Nachfolgend werden die einzelnen Kampftage in Oedheim geschildert, beginnend mit dem Ostersonntag, 1. April 1945:
Der 1. April, Ostersonntag
Durchmarschierende Soldaten der Wehrmacht und Volkssturm-Männer machen Rast im Dorf, nachdem sie schon tagelang unterwegs waren. Sie waschen sich und richten wieder ihre Montur so gut es eben geht, danach geht es wieder weiter. Der Geschützdonner wird immer lauter, feindliche Flugzeuge, auch die der Aufklärer, sind ständig bedrohlich über uns. Wegen Stromausfall kann die Alarmsirene auf dem Rathausdach nicht geschaltet werden. Immer mehr und emsiger richten sich die Leute zum Überleben in Kellern und Bunkern ein. Auch während des Gottesdienstes am Ostermorgen waren noch Sprengungen zu hören, die noch auf dem in Auflösung begriffenen Flugplatzbetrieb vorgenommen wurden.
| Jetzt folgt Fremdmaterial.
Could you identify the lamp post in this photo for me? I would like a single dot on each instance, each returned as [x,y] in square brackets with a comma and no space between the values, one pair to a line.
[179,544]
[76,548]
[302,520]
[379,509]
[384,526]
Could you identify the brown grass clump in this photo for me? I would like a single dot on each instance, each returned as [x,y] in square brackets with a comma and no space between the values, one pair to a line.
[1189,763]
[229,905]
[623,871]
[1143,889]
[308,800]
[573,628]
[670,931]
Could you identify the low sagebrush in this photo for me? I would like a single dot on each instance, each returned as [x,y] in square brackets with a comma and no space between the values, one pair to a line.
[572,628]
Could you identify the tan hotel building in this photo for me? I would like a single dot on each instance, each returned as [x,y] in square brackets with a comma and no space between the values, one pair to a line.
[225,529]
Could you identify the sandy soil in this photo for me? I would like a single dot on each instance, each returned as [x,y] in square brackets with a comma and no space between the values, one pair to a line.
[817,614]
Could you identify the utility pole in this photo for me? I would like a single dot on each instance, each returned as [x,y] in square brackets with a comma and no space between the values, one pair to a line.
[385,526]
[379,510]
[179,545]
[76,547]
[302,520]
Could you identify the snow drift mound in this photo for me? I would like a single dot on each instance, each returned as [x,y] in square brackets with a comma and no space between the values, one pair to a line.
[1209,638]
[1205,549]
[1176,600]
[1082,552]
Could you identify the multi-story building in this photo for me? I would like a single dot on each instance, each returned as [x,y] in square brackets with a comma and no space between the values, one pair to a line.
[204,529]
Umso mehr fing die Oedheimer Bevölkerung an, sich dort zu bedienen. Das heißt, es wurde dort alles geholt, was nicht niet- und nagelfest war. Besonders die großen Berge von Flugzeugschrott aus abgeschossenen deutschen und feindlichen Jagd- und Bombenflugzeugen wurden nach Wertstoffen – Leder, Gummi und Buntmetallen – durchsucht. Hubert Herold fertigte kurz nach Kriegsende übrigens Schuhe für Männlein und Weiblein aus ebendiesem Material. Auch Strohschuhe wurden gefertigt für diejenigen Leute, welche nicht in der glücklichen Lage waren, solch kostbares Gut wie Leder und Gummi zu besitzen. Die Dorfjugend indes war darauf aus, Leuchtspurpistolen zu finden sowie säckeweise die dazu passende Leuchtspurmunition in den Farben gelb, rot und grün. Damit ließen sich wunderschöne Spiele durchführen, jedoch auch sehr gefährliche. Davon später ausführlich. Die Buntmetalle, wie Kupfer, Messing, Silber- und Platinlegierungen wurden gegen Ende des Krieges bis lange noch nach dem Kriege mehr oder weniger illegal gesammelt und verhökert. Manche machten sich geradezu einen Sport daraus.